I was kind of a tom boy, and really enjoyed the rough tumble play of boys, I loved watching them building with blocks, and playing ball, and basically just didnt understand why girls played with things like barbie dolls. So to me the consolation prize to adopting a child, was that maybe my odds were a little better that I would adopt a son rather than a daughter at least for my first child.

So I set off on the path of adoption- after having my home studied, obtaining references on why I would be a good mom, and finding an adoption agency that would work with me, life was on track to meet my timeline!

quick intro to me

In addition to being a single mom, cause there has to be more to me than that right? I am also a nursery school director. I have known forever that I wanted to work with children. My entire life, since the age of 12 I have worked in child care. Kids seem to "get" me, and I guess people would say I understand them too.

I have known forever that I wanted to be a mom and that my life would center around children. Actually I guess the fact that I would eventually adopt my children, came at around the same age as the time that I knew that my life work would be with children. Between the ages of 15-21 I had my ovaries removed a little at a time due to huge ovarian cysts. Throughout those lovely young adult years, it seemed like God was playing his first joke on me....it is pretty cruel and unusual as a teenage girl to have to wrestle with grown up things like talking to doctors about ovaries.....On top of that to deal with the reality that I was going to lose the ability to have my own children, seemed like a horrible joke!

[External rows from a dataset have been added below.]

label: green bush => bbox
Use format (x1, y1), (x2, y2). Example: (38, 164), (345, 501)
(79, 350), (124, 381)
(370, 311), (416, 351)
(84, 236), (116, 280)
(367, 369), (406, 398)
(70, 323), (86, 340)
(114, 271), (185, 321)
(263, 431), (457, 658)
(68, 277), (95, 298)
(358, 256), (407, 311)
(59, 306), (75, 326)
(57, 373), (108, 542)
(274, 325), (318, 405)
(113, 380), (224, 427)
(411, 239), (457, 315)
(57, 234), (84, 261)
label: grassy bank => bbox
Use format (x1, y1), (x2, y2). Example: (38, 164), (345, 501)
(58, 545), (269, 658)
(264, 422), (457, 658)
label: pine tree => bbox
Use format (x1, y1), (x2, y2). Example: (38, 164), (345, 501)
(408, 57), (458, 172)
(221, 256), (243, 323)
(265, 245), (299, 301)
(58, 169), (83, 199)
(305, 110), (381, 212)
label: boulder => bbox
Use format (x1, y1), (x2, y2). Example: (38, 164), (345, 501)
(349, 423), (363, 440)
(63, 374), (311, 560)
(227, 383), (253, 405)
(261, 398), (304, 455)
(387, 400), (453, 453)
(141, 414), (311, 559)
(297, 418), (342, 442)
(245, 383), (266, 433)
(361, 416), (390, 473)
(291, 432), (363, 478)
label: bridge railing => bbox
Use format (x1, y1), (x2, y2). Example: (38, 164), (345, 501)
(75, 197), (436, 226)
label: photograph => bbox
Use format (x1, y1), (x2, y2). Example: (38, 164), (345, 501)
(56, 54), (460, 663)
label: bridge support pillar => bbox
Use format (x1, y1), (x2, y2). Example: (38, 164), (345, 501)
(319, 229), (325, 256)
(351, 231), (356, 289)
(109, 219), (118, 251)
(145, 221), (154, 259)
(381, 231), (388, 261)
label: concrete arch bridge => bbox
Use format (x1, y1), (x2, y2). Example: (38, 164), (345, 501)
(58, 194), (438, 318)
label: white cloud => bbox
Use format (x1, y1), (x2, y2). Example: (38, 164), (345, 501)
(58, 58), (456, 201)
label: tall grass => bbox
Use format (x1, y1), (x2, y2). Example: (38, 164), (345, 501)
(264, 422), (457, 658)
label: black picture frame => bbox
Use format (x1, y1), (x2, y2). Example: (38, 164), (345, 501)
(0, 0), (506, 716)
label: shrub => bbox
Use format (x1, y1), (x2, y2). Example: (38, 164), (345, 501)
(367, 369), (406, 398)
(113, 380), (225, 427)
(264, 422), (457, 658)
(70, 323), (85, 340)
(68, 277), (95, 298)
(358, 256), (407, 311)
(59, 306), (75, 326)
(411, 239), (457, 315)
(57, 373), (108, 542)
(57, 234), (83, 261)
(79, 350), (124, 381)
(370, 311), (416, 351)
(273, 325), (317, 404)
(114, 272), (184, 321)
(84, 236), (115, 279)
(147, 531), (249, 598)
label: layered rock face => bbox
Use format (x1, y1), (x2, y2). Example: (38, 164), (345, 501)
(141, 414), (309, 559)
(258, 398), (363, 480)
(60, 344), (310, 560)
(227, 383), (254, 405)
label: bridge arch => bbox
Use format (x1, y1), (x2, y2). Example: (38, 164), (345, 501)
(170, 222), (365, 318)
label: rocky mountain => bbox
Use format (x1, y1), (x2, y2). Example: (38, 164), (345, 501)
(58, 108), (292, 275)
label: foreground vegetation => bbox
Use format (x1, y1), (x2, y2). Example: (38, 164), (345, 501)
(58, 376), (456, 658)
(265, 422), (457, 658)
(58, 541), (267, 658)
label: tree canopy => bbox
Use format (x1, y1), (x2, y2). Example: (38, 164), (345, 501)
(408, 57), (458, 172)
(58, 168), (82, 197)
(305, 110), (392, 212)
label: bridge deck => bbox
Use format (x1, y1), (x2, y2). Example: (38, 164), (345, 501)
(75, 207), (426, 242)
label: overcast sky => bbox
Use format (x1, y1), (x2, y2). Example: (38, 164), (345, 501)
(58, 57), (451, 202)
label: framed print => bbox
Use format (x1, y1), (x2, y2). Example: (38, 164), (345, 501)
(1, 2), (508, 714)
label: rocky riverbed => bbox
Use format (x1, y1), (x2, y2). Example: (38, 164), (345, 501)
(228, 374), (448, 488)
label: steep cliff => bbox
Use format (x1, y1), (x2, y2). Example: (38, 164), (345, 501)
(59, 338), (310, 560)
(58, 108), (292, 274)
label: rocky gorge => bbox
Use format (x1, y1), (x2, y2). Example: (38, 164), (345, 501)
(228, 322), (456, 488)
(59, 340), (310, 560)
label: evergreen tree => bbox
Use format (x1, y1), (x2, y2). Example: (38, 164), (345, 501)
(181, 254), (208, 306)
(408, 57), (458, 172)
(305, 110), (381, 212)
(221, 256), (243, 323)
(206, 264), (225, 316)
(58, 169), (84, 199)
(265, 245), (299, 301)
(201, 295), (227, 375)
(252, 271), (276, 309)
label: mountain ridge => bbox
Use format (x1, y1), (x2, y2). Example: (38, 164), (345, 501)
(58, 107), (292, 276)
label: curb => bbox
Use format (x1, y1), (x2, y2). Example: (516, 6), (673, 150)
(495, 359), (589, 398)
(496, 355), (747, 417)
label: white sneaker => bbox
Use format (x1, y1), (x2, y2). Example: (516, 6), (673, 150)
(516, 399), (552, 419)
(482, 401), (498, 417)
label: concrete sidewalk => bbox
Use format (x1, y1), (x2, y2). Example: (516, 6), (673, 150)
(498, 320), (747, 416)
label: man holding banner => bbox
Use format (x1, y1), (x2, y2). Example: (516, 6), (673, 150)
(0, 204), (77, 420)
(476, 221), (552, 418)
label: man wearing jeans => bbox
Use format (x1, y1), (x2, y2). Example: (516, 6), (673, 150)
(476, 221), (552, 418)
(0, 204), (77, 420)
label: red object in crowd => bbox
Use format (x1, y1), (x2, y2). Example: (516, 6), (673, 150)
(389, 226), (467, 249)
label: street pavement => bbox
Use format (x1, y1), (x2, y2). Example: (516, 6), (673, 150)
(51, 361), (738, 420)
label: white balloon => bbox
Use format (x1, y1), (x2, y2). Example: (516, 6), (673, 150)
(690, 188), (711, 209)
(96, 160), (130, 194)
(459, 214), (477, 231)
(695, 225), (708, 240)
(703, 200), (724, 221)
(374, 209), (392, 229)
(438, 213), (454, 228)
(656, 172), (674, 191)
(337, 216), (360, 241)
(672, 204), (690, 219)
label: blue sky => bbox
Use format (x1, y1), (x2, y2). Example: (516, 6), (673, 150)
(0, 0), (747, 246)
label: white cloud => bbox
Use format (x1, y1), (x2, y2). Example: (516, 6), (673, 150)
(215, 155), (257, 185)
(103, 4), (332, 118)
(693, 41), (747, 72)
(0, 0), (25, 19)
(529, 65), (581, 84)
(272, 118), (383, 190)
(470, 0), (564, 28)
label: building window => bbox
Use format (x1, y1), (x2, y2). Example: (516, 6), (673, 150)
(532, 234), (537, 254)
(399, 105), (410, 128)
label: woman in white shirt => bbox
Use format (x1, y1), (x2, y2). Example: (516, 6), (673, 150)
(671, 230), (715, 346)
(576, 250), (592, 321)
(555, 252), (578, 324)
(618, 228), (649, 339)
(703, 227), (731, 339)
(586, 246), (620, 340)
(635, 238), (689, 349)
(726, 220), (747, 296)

Thankfully, when I was well enough I would go to work after school and play with the kids, watch them riding bikes, swing on the swings, and play hide and seek. I quickly came to realize that if I was able to love the kids at work, and care for them, that I would also be able to adopt children and love them as my own....so at the age of 21 the final remaining piece of my left ovary was removed and from that moment on all the time I had put into recovery now went into me trying to figure out how adoption works!

Explaining the Blog title

There comes a point in time where as a single mom you have just dealt with enough dirty diapers, enough accidents, basically ENOUGH POO! One might think when I tell them that my kids are 8, 6 and 3 that I should be at that point...but sadly, while my youngest has been toilet trained for almost 6 months, he is still the only one that is consistently trained and reliable.

My 8 year old was trained or so I thought from October through December, then maybe because of the new year, or maybe because he wanted to try a new detergent, or maybe just because, suddenly it was January 2010 and we were back to having accidents and hiding dirty underwear.

As for my 6 year old, if only they made a stand up toilet that you could poop in, he might be closer to being trained. However, he still has not mastered the art of pooping in a toilet, so as long as he has a pull up on around 4:00 everyday he poops and then gets cleaned up. During December school vacation, I thought, hell if we just USE the TOILET everyday around 4 he should be trainable! Apparently, what that leads to is one HELL of a case of constipation in a little man who is well known for being a control freak.

So basically, the long and short of it is, if you can't beat 'em, join 'em... when you have dealt with crap for as long as I have, and as often as I have.....it just seemed fitting to include that in the blog title!